Caceres is a sax player, originally from Brazil, who moved to Brooklyn in 2015 to pursue his music career. But the pandemic shuttered bars and concert venues, and as the weeks turned into months, Caceres, 37, found his musician friends and colleagues were leaving the city he had come to call home.
“Making no money in New York,” he said. “It’s hard to survive here.”
So last summer, Caceres launched Pandemusic, a virtual concert series funded by donations and filmed mostly on the roof of the Williamsburg apartment building where he lives with his wife and daughter. Pandemusic offers the local musicians, videographers and sound engineers who participate not just a paid gig, but also a rare opportunity to reconnect after a long, difficult period of separation.
“Most of them were stuck at home, not playing with other musicians, not sharing the stage,” Caceres said. “Being on a stage performing with friends and also getting paid for that, for me, was like a dream come true.”
Pandemusic has organized 17 concerts since it launched in July, and raised over $60,000 in wages for participants. Caceres provides a sound system and backline gear for musicians to use, and the live-streamed concerts are well-produced, multi-camera affairs that double as a highlight reel for performers looking to showcase themselves in a group setting.
“When we get back to playing for real and people ask, ‘can we see the band,’ I have three hours of video that I’m proud to show because the performances are good,” said Booker King, a bass player who has participated in two Pandemusic shows and who has previously played with giants like Paul Simon and Santana. “It’s a tool to get other work.”
Each Pandemusic concert costs between $2,500 and $3,000 to produce, Caceres said. Musicians get paid between $150 and $250 for the gig, depending on the size of the band and the donations Pandemusic has managed to collect. It’s not much, but it’s something, and frankly, Caceres said, it’s more than what many bars and clubs offered before the pandemic.
“A lot of times musicians are taken advantage of,” he said. “I’ve seen a bunch of venues asking musicians to bring all the people, to do all the marketing, and you don’t get paid for that.”
At first, donations came mostly from Caceres’ more financially stable friends. Some artist contacts also donated works that he sold to generate funding. Then, as the performances were posted online, donations from elsewhere began to come in. When the weather and case counts allowed it, Caceres also sold a few dozen tickets to neighbors in his 120-unit building so they could watch the shows in person.

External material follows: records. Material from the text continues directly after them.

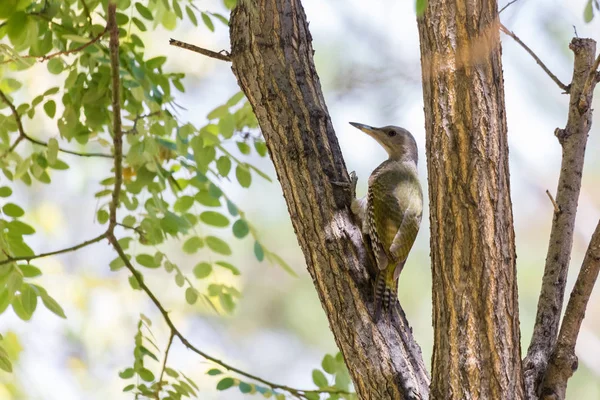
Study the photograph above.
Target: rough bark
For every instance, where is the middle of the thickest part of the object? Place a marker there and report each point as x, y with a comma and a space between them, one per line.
476, 351
272, 60
573, 140
563, 361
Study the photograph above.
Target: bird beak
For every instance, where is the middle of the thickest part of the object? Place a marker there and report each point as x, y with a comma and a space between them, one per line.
365, 128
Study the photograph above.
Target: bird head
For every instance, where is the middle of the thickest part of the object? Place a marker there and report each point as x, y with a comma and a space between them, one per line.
398, 142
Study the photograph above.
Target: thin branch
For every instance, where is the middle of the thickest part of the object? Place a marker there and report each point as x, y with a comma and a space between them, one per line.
138, 118
536, 58
556, 207
61, 53
196, 49
296, 392
116, 108
589, 85
510, 3
573, 141
52, 253
164, 366
563, 361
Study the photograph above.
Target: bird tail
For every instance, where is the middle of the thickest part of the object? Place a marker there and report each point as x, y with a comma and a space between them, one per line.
386, 290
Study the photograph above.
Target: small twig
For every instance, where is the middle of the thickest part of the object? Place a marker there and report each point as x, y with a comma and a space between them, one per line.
52, 253
589, 82
138, 118
510, 3
164, 366
116, 110
573, 140
556, 207
196, 49
563, 361
536, 58
61, 53
23, 135
296, 392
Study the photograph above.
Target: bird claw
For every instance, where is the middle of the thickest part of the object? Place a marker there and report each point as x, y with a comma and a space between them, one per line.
350, 185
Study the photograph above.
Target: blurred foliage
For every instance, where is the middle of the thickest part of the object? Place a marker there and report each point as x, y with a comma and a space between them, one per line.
172, 170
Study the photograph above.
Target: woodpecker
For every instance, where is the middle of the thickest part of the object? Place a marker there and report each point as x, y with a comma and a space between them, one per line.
391, 211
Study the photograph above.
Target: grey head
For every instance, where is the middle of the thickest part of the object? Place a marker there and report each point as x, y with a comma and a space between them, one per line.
398, 142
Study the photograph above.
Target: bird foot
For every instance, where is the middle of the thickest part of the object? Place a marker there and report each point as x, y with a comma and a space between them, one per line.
350, 185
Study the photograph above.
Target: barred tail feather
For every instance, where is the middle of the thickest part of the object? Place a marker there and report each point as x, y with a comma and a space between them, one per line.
386, 290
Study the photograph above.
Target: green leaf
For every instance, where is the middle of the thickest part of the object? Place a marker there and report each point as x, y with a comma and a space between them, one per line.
218, 246
5, 191
183, 204
52, 304
588, 12
224, 165
19, 309
240, 228
319, 378
17, 227
225, 383
243, 175
140, 25
29, 271
144, 12
329, 364
52, 151
245, 388
214, 371
50, 108
227, 126
146, 260
28, 298
202, 270
191, 296
5, 363
214, 218
208, 22
192, 245
191, 15
146, 374
258, 251
236, 98
126, 374
13, 210
102, 216
421, 6
55, 66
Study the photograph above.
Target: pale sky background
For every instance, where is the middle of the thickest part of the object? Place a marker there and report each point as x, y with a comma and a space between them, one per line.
367, 56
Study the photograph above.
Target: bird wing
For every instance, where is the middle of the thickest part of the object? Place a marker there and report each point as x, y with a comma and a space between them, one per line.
394, 218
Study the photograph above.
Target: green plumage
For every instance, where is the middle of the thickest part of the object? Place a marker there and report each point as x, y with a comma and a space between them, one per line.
391, 212
394, 210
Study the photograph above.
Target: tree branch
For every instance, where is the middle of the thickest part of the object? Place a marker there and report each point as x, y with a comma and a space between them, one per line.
52, 253
536, 58
573, 140
164, 366
196, 49
563, 361
272, 59
116, 106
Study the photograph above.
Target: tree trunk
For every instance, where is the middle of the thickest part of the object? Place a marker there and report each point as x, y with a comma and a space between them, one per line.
272, 59
476, 351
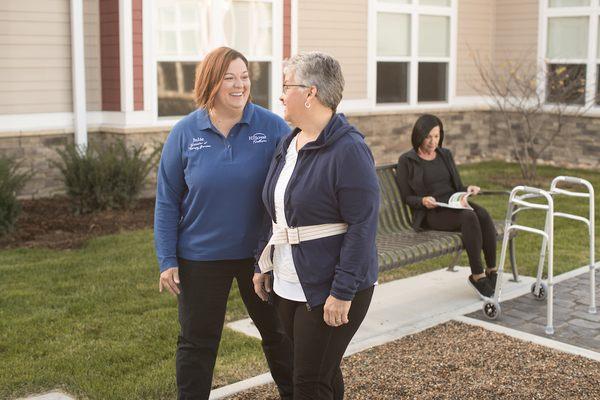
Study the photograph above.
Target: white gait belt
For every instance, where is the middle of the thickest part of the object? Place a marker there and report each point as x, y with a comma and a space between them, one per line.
283, 235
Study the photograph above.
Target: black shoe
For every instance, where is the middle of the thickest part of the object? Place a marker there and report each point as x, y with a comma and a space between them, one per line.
492, 278
482, 286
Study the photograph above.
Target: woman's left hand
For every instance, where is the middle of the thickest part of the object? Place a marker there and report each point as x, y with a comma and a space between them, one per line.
262, 285
335, 312
473, 190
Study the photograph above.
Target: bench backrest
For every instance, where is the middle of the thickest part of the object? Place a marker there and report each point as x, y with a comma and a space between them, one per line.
394, 215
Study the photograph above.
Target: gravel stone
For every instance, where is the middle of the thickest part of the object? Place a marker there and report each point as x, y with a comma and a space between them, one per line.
459, 361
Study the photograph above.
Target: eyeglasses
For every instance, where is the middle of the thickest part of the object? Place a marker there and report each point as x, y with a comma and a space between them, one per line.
285, 87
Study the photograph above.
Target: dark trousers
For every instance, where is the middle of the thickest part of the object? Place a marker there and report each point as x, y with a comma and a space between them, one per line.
318, 347
205, 287
477, 228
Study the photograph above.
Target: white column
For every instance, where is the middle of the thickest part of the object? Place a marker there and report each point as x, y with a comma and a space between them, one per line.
78, 74
126, 54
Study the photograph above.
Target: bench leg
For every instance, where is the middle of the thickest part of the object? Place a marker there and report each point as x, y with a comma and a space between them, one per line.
513, 260
454, 262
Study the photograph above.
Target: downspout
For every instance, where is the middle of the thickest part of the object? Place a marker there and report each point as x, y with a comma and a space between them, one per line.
78, 75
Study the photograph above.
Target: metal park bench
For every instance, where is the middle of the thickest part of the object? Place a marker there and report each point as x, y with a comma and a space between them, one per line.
399, 245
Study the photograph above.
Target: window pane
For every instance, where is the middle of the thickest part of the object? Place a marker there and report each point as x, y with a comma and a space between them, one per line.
175, 88
248, 27
567, 37
565, 83
260, 76
167, 42
393, 34
183, 27
434, 36
569, 3
432, 81
442, 3
189, 42
166, 17
598, 44
392, 82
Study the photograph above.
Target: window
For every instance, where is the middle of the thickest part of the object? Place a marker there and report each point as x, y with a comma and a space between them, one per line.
188, 29
571, 71
413, 51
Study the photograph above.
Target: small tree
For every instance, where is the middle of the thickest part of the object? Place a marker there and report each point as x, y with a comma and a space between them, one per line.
533, 117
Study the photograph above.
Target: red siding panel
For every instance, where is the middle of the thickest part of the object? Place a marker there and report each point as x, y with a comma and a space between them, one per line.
109, 53
138, 60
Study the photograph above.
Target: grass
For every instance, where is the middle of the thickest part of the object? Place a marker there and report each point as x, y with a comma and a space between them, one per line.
92, 323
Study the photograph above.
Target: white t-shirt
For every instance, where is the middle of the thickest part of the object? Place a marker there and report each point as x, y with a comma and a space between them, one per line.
282, 254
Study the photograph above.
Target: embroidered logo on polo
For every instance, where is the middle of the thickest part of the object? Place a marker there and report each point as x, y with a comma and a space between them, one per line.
258, 137
198, 144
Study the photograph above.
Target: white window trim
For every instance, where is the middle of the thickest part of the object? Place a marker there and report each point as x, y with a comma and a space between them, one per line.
275, 59
593, 13
414, 10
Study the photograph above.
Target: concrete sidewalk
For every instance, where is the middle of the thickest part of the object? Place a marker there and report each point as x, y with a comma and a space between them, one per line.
401, 308
410, 305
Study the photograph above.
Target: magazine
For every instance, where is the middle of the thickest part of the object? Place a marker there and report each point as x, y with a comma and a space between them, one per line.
454, 201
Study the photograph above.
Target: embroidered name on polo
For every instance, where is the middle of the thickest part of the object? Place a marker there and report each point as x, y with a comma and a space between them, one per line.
258, 137
198, 144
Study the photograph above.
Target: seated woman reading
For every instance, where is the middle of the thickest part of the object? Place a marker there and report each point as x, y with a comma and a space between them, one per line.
427, 176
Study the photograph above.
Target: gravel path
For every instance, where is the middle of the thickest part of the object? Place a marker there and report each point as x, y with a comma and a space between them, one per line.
458, 361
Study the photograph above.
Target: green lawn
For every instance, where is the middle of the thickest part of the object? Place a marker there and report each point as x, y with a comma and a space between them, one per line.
91, 321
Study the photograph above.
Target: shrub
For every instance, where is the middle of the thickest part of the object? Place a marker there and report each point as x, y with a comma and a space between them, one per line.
11, 181
109, 177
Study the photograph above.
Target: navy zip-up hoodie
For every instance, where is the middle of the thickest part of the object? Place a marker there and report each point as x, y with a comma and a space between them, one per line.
334, 181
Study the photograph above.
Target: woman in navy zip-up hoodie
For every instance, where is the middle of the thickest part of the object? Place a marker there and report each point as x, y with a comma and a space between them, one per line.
322, 179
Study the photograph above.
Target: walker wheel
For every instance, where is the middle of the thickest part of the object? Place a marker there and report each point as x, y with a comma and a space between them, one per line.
491, 310
542, 294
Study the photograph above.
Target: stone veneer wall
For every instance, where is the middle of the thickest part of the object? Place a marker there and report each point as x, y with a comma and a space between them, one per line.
471, 135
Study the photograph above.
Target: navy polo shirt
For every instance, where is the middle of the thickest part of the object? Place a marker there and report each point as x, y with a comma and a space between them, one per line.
208, 197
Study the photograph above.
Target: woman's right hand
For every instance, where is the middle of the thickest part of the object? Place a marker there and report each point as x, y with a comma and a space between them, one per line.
169, 279
429, 202
262, 285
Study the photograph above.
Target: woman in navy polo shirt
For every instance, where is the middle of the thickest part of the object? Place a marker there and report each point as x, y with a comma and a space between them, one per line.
208, 218
322, 195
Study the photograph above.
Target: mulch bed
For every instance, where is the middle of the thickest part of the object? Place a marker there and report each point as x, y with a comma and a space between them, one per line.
459, 361
51, 223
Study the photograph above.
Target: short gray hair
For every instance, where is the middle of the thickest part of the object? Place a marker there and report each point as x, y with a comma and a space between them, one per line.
320, 70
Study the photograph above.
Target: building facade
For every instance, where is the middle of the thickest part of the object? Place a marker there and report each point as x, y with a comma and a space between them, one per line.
92, 70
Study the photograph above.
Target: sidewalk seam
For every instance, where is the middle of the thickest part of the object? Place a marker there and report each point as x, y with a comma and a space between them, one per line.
528, 337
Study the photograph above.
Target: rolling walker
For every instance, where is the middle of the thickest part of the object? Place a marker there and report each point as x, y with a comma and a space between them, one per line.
519, 201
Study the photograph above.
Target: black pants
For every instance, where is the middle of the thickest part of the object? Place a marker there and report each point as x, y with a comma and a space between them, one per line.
318, 347
477, 228
205, 287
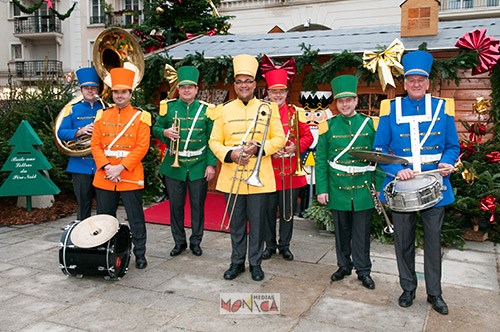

(Caceres’ landlords have offered tacit, if not explicit, permission to use the building’s roof deck. The property managers are observant Jews and most of the performances are on Saturdays, Caceres says, so “they never say anything.”)
The shows have offered those lucky attendees a rare chance to enjoy live music in an intimate setting. But perhaps no one has enjoyed it more than the musicians themselves.
“I was exhausted after because it was the first gig I had played in months,” said Booker, 63. “But it gave us back a little bit of what we lost, and that was kind of priceless.”
Initially, there were too few donations for Caceres to pay himself, though he now gives himself a wage for his production labor. But he says he makes no other profit from the effort.
Now, Caceres is looking for sponsors to make the project more sustainable. He’s also received support from some other friends in high places: Silverstein Properties. Caceres partnered with the developer on an art installation in 2019, and when the weather got too cold for outdoor performances, contacts there let him use a vacant space near the top of One World Trade Center.
That’s resulted in shows with some pretty spectacular views. Still, Caceres says his neighbors have asked him when the concerts will return to their roof, and he is excited to do so when the weather allows. But for now, the rest of the world will have to continue to enjoy the performances from home.
“I’ve been getting messages from performers from Philly and Connecticut who want to do it,” Caceres said. “But for now I’m most concerned about the people in New York. Maybe in the future we can include some outsiders.”